Colloquium Series

Colloquium: Rick Grush (UC San Diego)

Date
Fri April 28th 2023, 3:30 - 5:30pm
Location
Bldg 90-92Q and via Zoom
Title: Someone discovered the use as subject of "I", but was it Wittgenstein?
 
Abstract: In the Blue Book Wittgenstein distinguished the use as subject of "I" (e.g. "I have a toothache") from its use as object (e.g. "I have a bump on my forehead"). And he suggests that the possibility of an error of identification is diagnostic. (Briefly, "Someone has a toothache, but is it me who has a toothache?" makes no sense, but "Someone has a bump on her forehead, but is it me who has a bump on her forehead?" makes perfect sense.) This phenomenon has of course been explored and developed by Shoemaker, Anscombe, and Evans. And it has also found a life of controversy in Kant scholarship. But despite the impact Wittgenstein's brief remarks have had, there there has been essentially no exploration of what prompted Wittgenstein here; no exploration of specifically what, if anything, was he responding to. I will show that there was a very specific line of exploration of the nature of self-awareness that began with Russell, and extended through McTaggart and Broad, and that Wittgenstein had this line of exploration in mind.
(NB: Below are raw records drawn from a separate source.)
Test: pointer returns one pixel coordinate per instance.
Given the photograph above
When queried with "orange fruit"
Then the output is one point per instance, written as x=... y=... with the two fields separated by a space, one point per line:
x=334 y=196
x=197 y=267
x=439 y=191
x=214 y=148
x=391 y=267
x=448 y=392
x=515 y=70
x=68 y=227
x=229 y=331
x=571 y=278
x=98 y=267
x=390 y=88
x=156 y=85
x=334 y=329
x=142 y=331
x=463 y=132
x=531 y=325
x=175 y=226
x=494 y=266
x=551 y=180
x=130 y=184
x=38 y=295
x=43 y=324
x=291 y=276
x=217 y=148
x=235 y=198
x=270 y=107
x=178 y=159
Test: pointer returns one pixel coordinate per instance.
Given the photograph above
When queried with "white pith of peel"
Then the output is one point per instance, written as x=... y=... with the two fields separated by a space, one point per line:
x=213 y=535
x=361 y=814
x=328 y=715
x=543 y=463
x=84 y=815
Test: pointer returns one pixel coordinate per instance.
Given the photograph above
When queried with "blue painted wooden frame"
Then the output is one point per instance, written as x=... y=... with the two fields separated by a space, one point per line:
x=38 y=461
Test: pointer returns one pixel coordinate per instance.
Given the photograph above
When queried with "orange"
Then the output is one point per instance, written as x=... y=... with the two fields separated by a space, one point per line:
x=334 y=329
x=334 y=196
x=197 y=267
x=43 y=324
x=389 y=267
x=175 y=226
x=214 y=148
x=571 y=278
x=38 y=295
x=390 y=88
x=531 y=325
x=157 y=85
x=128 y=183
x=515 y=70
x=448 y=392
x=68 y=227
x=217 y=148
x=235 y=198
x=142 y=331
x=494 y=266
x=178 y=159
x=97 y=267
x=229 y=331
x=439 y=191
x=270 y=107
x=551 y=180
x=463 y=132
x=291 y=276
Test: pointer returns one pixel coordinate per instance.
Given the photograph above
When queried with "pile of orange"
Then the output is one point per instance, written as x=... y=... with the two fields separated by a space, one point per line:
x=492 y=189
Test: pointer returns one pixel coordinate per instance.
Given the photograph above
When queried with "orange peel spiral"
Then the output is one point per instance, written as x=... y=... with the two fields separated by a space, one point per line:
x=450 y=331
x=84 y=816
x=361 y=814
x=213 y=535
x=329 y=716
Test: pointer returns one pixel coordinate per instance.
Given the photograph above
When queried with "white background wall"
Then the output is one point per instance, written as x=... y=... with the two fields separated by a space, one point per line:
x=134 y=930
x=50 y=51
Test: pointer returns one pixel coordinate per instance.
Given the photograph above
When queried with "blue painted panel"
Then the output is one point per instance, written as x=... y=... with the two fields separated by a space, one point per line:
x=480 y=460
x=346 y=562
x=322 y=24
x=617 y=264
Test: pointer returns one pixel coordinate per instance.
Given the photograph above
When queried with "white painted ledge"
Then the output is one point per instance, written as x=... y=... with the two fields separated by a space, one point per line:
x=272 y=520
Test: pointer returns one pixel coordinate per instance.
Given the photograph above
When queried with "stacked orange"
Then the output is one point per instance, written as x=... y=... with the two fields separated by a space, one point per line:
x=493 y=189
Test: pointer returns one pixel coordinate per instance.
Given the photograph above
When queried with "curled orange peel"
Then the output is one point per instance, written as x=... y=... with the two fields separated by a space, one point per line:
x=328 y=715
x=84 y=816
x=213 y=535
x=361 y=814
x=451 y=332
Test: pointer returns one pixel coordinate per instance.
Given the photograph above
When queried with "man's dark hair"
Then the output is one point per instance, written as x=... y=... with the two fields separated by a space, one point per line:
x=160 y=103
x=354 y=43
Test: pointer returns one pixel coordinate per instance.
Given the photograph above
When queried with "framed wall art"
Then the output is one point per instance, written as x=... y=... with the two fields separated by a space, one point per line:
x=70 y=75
The point is not of merely historical interest, but it allows us to direct new light on some recent controversies. I will touch briefly on only one, the question whether the 'use as subject' and Kant's 'I think' are or are not getting at the same phenomenon, and I will suggest that a fuller understanding of the background and point of the 'use as subject' shows it to be more closely connected to the relevant Kantian phenomena than some recent commentators have suggested.